Green Solution CEO Steve Lopez said he wasn't a part of the licensing process for the company's growing facilities, but that Denver's process has become more and more customer-friendly every year. He said 90 percent of products sold in their retail shops come from marijuana grown at their facilities.

Verde Natural CEO Rudy Ellenbogen inspects a bowl of trimmed marijuana buds at his Northeast Park Hill grow facility. (Kevin J. Beaty/Denverite)

"This was a whole new industry and they moved very quickly," Lopez said. "Everybody was doing the best they could at the very beginning ... you're talking about a highly-regulated product from seed to sale that has to be monitored from every stage of growth."

The city law only allows up 311 cultivation locations, Escudero said. He said the number of locations could be increased "soon" after the department completes the review for pending grow applications. That means there may be new locations available.

The placement of grows can cause discomfort and reveal equity issues.

Escudero said the odor from growing facilities is a common concern for grows, as well as them being concentrated in some areas of the city over others -- a concern made clear when the locations are mapped.

"So those are things that we're always looking at and making sure that whatever the future of the marijuana industry is in Denver, we want to make sure it's in the best interest of our community," Escudero said.

Nola Miguel, director of the Globeville Elyria Swansea Coalition Organizing for Health and Housing Justice, has been an advocate for health and anti-displacement improvements in the neighborhood. It's an area that has a history of environmental issues due to its proximity to industrial areas and I-70.

"We went through a lot of different stages of feelings about the marijuana industry overall because there's a lot of neighbors that wanted legalization in the more of the decriminalization aspects and potential for industry that the neighborhood could benefit from," Miguel said.
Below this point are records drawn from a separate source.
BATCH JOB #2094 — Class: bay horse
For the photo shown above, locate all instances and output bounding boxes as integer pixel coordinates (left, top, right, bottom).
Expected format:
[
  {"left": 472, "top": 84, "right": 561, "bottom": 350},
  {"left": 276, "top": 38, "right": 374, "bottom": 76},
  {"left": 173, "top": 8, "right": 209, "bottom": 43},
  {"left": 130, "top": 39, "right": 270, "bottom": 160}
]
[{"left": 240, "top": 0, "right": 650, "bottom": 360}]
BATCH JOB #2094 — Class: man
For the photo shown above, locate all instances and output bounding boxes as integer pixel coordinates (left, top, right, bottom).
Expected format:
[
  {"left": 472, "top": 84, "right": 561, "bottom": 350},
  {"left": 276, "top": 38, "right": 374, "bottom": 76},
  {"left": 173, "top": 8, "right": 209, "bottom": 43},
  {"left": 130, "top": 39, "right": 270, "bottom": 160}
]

Miguel said they were immediately vocal once it became clear that Elyria Swansea seemed to be getting what advocates saw as a disproportionate amount of retail and growing facilities. There were and are concerns about young people being predisposed to marijuana smells; other people told her the constant odor caused some people to want to use more.

And while many neighbors sought more connection between those businesses and locals, she said this connection largely hasn't materialized.
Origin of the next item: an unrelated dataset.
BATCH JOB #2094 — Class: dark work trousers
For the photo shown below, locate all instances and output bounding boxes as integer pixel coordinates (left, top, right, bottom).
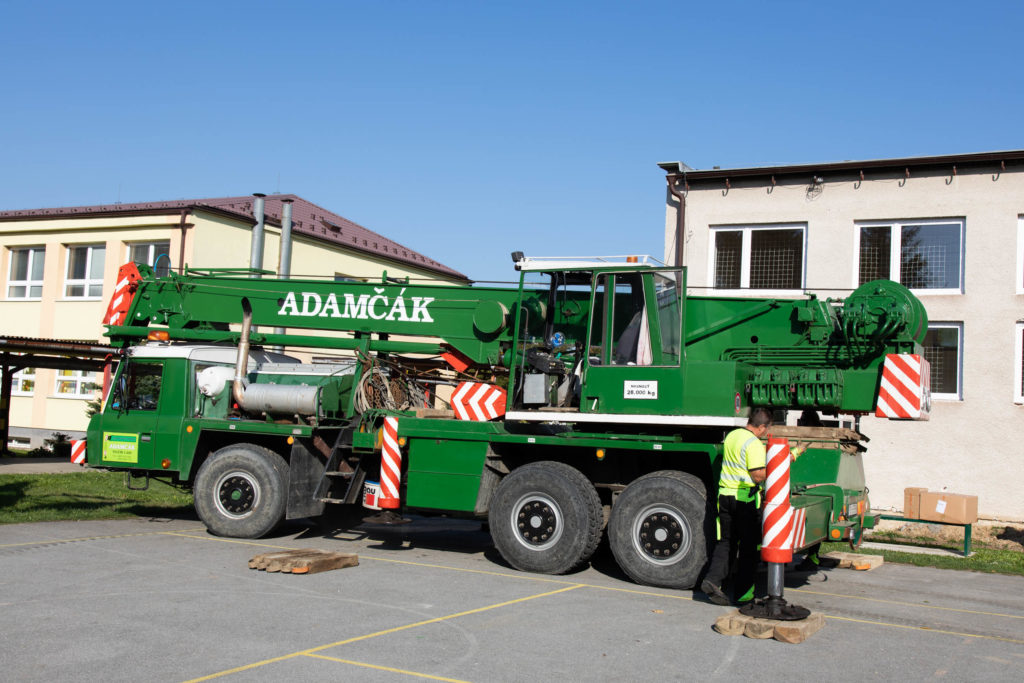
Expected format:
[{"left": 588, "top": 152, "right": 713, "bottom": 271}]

Nola Miguel, of the GES Coalition, speaks at Denver City Council in support of a zoning exception that would allow an ADU at a home in Elyria Swansea, Jan. 7, 2018. (Kevin J. Beaty/Denverite)

McDermott said the big warehouse has a special venting system to prevent smells from escaping.

"We take a lot of precautions within the building and the air filtration system here to make sure that we're compliant with that," he said.

There wasn't much of an odor in the parking lot outside the warehouse. The area directly around it didn't receive any formal complaints about marijuana smells in the last four years, though the odor was the second most common smell complaint citywide, according to the city's public health department.

Escudero said the city has hired a firm to create a report on marijuana licenses providing information on what the marijuana industry looks like in Denver. It will also help the city determine whether it will adopt a state law passed last year allowing for tasting-room like additions to dispensaries allowing people to smoke inside.

Miguel said they're approaching issues around grows through an anti-displacement lens. Some businesses have shown up to local meetings and made an effort to reach out, but she's interested in a stronger relationship between the two that includes a focus on housing. A chunk of money from marijuana sales tax is used for affordable housing. The industry brought in $46.8 million in tax and licensing fee revenue in 2018, according to figures from the city, which is about 3.5 percent of the city's general fund revenue.

"We would love to have that closer connection instead of (tax money) sort of getting redistributed through the affordable housing fund," Miguel said. "But why not directly impact the house that's down the street?"